2683,2019,август,донецк,33594.0,False,32
2684,2017,апрель,донецк,23127.0,False,4
2685,2019,июнь,ростов-на-дону,35343.0,False,30
2686,2019,октябрь,донецк,31141.0,False,34


In [5]:
month_mapping = {
    "январь": 1,
    "февраль": 2,
    "март": 3,
    "апрель": 4,
    "май": 5,
    "июнь": 6,
    "июль": 7,
    "август": 8,
    "сентябрь": 9,
    "октябрь": 10,
    "ноябрь": 11,
    "декабрь": 12
}
min_year_by_region = df.groupby('region')['year'].min().reset_index()
regions = df["region"].unique()

def get_min_year(region: str) -> int:
    return min_year_by_region[min_year_by_region['region'] == region]['year'].values[0]

def get_month_number(month: str) -> int:
    return month_mapping[month]

def create_period(row) -> int:
    min_year = get_min_year(row["region"])
    month_number = get_month_number(row["month"])
    year = row["year"]
    
    return (year - min_year) * 12 + month_number

df['period'] = df.apply(create_period, axis=1)

## Задание 1
#### Коэффициенты линейной регрессии для каждого региона
- t - Период
- y - Значение
- n - Количество периодов

In [6]:
data = []

for region in regions:
    region_df = df[df["region"] == region]

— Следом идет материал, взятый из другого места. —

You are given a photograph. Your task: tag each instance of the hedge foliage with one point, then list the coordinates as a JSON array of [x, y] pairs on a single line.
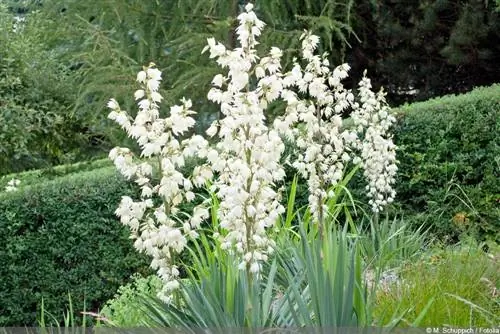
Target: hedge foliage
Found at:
[[449, 171], [61, 236]]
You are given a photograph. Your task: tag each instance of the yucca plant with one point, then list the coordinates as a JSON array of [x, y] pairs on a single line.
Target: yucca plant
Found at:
[[311, 281]]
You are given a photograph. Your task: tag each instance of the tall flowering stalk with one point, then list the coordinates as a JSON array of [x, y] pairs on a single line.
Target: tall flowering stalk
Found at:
[[246, 159], [156, 225]]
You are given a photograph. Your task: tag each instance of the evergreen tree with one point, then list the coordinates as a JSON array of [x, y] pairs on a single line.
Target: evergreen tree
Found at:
[[420, 49]]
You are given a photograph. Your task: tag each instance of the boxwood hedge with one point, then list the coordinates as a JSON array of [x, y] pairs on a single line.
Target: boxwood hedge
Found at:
[[449, 171], [61, 236]]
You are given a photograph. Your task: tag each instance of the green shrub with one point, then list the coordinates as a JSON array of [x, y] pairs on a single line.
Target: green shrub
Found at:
[[449, 151], [125, 309], [42, 175], [61, 236]]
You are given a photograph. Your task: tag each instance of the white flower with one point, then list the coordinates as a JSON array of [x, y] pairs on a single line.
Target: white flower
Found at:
[[12, 185], [113, 105]]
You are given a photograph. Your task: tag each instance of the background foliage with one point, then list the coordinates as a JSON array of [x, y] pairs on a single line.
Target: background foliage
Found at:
[[449, 152], [61, 60], [62, 236]]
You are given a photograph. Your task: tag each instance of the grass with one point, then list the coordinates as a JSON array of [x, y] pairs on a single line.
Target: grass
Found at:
[[457, 285]]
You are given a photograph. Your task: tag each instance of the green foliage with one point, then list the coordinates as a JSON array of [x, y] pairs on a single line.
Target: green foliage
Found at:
[[42, 175], [37, 90], [311, 281], [461, 282], [390, 243], [449, 152], [423, 49], [124, 310], [60, 237]]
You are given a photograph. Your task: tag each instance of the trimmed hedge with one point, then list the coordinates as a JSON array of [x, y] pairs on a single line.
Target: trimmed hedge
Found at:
[[42, 175], [61, 236], [449, 171]]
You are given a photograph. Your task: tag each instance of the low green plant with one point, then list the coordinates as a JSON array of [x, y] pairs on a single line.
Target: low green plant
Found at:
[[457, 286], [61, 236], [392, 242], [124, 309], [310, 282]]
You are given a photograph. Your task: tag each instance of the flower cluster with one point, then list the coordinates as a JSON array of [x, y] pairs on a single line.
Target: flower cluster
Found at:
[[157, 229], [246, 158], [315, 114], [12, 185], [378, 153]]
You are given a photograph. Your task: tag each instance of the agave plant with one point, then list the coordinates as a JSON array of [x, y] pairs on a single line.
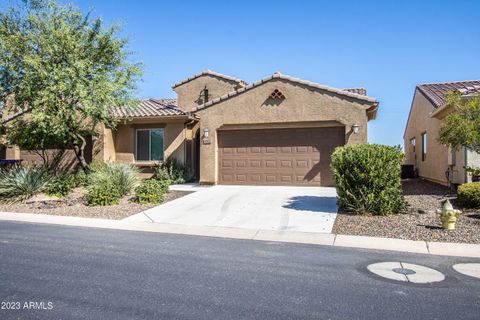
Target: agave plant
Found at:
[[124, 177], [21, 183]]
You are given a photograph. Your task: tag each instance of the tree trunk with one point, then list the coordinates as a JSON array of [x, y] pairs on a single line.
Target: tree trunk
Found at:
[[80, 152]]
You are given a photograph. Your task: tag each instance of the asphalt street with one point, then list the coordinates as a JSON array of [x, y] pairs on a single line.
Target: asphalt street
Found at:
[[56, 272]]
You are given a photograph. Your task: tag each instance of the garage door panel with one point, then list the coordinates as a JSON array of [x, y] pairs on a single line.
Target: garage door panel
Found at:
[[278, 157]]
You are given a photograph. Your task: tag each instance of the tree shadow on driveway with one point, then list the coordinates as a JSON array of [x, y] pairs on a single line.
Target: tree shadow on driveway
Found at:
[[312, 203]]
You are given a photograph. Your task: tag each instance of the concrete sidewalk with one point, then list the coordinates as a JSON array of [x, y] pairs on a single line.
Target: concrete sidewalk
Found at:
[[424, 247]]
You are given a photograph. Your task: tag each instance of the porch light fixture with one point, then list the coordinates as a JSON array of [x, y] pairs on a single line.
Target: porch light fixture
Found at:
[[355, 128]]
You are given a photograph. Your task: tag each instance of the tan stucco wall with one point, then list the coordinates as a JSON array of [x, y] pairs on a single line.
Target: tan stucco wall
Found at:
[[124, 139], [420, 120], [189, 92], [302, 105]]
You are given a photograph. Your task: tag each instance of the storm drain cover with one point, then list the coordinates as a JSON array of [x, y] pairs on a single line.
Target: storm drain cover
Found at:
[[406, 272], [469, 269]]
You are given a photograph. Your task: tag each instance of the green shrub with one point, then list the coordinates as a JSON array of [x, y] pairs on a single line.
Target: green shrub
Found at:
[[21, 183], [81, 179], [61, 185], [151, 191], [173, 170], [124, 177], [468, 195], [368, 178], [105, 194]]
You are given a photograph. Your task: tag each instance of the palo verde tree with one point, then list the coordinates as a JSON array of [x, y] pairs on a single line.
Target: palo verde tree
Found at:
[[65, 69], [462, 127]]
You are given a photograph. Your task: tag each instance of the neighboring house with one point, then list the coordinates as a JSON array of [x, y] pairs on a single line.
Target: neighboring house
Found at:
[[277, 131], [432, 160]]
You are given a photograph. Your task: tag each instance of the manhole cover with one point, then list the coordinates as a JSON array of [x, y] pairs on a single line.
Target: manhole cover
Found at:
[[406, 272], [469, 269]]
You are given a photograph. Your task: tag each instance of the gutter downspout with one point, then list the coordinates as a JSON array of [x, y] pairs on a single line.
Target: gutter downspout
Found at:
[[192, 119]]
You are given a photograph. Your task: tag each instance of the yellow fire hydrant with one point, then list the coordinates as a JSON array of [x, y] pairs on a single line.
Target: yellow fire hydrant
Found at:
[[448, 215]]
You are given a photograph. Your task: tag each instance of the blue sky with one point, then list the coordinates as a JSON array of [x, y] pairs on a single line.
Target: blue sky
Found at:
[[385, 46]]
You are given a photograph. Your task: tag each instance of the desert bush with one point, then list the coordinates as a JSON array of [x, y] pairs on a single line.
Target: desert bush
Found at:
[[81, 179], [368, 178], [123, 177], [151, 191], [468, 195], [173, 170], [105, 194], [20, 183], [61, 185]]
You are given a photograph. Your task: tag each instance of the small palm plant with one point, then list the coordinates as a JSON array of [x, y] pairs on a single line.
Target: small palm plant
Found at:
[[21, 183]]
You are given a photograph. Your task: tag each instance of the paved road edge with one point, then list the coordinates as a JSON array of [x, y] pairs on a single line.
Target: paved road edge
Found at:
[[423, 247]]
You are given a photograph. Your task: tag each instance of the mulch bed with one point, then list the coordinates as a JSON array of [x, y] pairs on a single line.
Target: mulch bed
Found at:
[[75, 205], [419, 222]]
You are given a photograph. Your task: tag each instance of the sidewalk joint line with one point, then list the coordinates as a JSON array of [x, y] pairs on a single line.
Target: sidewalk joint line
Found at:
[[146, 215], [428, 247]]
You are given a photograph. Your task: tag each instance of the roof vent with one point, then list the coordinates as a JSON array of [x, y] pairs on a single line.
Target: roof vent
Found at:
[[277, 94]]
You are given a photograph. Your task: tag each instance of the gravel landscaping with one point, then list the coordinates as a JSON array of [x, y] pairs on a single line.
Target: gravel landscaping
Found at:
[[75, 205], [419, 222]]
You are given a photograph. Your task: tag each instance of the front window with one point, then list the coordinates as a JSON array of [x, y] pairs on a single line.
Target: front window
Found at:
[[424, 146], [149, 144]]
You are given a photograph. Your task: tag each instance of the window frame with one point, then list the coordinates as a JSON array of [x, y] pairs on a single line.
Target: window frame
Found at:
[[149, 144], [413, 143], [424, 145]]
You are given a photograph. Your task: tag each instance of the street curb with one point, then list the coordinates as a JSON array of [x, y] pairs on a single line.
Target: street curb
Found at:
[[339, 240]]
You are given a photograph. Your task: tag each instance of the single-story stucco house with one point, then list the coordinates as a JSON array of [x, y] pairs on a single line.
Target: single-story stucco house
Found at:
[[277, 131], [432, 160]]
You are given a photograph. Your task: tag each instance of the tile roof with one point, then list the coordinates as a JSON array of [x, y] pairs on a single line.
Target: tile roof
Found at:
[[278, 75], [212, 73], [435, 92], [360, 91], [149, 108]]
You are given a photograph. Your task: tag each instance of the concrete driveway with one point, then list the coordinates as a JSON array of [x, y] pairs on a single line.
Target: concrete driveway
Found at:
[[303, 209]]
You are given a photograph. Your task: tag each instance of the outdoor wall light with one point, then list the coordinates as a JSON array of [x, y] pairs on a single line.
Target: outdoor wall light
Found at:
[[355, 128]]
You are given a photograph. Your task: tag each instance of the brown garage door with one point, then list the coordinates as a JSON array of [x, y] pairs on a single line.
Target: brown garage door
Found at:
[[278, 156]]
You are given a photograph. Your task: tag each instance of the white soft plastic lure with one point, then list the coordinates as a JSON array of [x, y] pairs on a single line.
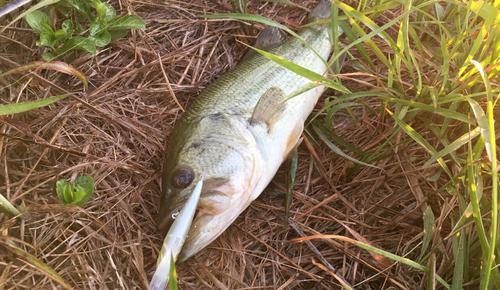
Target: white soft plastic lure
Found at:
[[174, 240]]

    n = region_df.shape[0]
    period_sum_value = region_df['period'].sum()
    value_sum_value = region_df['mean'].sum()
    period_powered_sum_value = (region_df['period'] ** 2).sum()
    period_to_value_sum_value = (region_df['period'] * region_df['mean']).sum()
    a_1 = (
        (n * period_to_value_sum_value - period_sum_value * value_sum_value)
        / (n * period_powered_sum_value - period_sum_value ** 2)
    )
    a_0 = (
        (value_sum_value - a_1 * period_sum_value)
        / n
    )
    data.append([
        region,
        a_1,
        a_0,
    ])


In [7]:
linear_regression_df = pd.DataFrame(data, columns=['region', 'a_1', 'a_0'])
linear_regression_df

Unnamed: 0,region,a_1,a_0
0,омск,388.594523,22000.88755
1,воронеж,347.888175,25465.169248
2,пермь,356.128126,24164.804647
3,волгоград,390.765141,21864.755307
4,донецк,700.414326,12701.045898
5,саратов,422.926952,21392.497418
6,тольятти,439.710611,16877.382387
7,тюмень,392.054004,26402.490534
8,барнаул,386.914073,19385.806655
9,махачкала,445.392376,20033.835915


#### Предсказание зарплаты для каждого региона на n периодов

In [8]:
def get_linear_regression_prediction(region: str, period: int) -> float:
    row = linear_regression_df[linear_regression_df['region'] == region].iloc[0]
    return row['a_1'] * period + row['a_0']


In [9]:
future_periods = 24

for region in regions:
    region_df = df[df["region"] == region]
    last_period = region_df['period'].max()
    last_period_row = region_df[region_df['period'] == last_period].iloc[0]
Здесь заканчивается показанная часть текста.